The user under the warith nickname reported the loss of $ 60,000 - $ 70,000 after installing the Coinomi wallet from the official site.
“My main Exodus wallet did not support some assets and I decided to move them to Coinomi using the same seed phrase,” he writes.
A few days later, warith noticed that 90% of the assets — Bitcoins, ETH, ERC20, LTC and BCH tokens with a total value of up to $ 70,000 — were withdrawn from his Exodus wallet to various addresses. Only assets that were not supported by Coinomi remained in the wallet.
To understand the situation, warith tracked the traffic of the Coinomi application and found out that at the time of launch it downloaded a list of words from the dictionary.
“I entered a random seed phrase in the wallet recovery box and found that in the form of unencrypted text it was sent to googleapis.com for spell checking.
Everyone who is involved in technology and cryptocurrency knows that 12 random English words can be a seed phrase from a crypto wallet. Thus, someone from the Google team or someone who has access to HTTP requests sent to googleapis.com has discovered the code word. the phrase and used it to steal $ 60,000 - $ 70,000 in cryptocurrency, ”writes warith.
The user wrote a post about the incident on Twitter, but Coinomi only achieved evasive answers in personal correspondence. In this regard, warith is ready to file a claim with the company, “if it continues to avoid responsibility.”
After some time, a representative of Coinomi, in an interview with Trustnodes, reported that the detected vulnerability was eliminated and concerned only the desktop version of the wallet.
“Requests to Google were encrypted and incorrect, because of which they were not processed by Google.
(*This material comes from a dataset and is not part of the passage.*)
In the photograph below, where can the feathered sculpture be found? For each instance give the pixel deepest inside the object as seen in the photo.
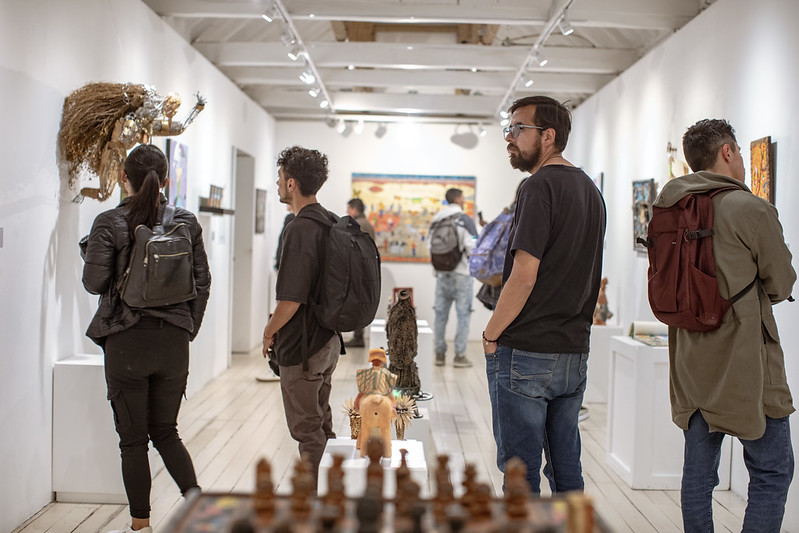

Spell check was carried out locally, ” - he said, promising that the company would soon prepare an official comment on the incident.
“My main Exodus wallet did not support some assets and I decided to move them to Coinomi using the same seed phrase,” he writes.
A few days later, warith noticed that 90% of the assets — Bitcoins, ETH, ERC20, LTC and BCH tokens with a total value of up to $ 70,000 — were withdrawn from his Exodus wallet to various addresses. Only assets that were not supported by Coinomi remained in the wallet.
To understand the situation, warith tracked the traffic of the Coinomi application and found out that at the time of launch it downloaded a list of words from the dictionary.
“I entered a random seed phrase in the wallet recovery box and found that in the form of unencrypted text it was sent to googleapis.com for spell checking.
Everyone who is involved in technology and cryptocurrency knows that 12 random English words can be a seed phrase from a crypto wallet. Thus, someone from the Google team or someone who has access to HTTP requests sent to googleapis.com has discovered the code word. the phrase and used it to steal $ 60,000 - $ 70,000 in cryptocurrency, ”writes warith.
The user wrote a post about the incident on Twitter, but Coinomi only achieved evasive answers in personal correspondence. In this regard, warith is ready to file a claim with the company, “if it continues to avoid responsibility.”
After some time, a representative of Coinomi, in an interview with Trustnodes, reported that the detected vulnerability was eliminated and concerned only the desktop version of the wallet.
“Requests to Google were encrypted and incorrect, because of which they were not processed by Google. Spell check was carried out locally, ” - he said, promising that the company would soon prepare an official comment on the incident.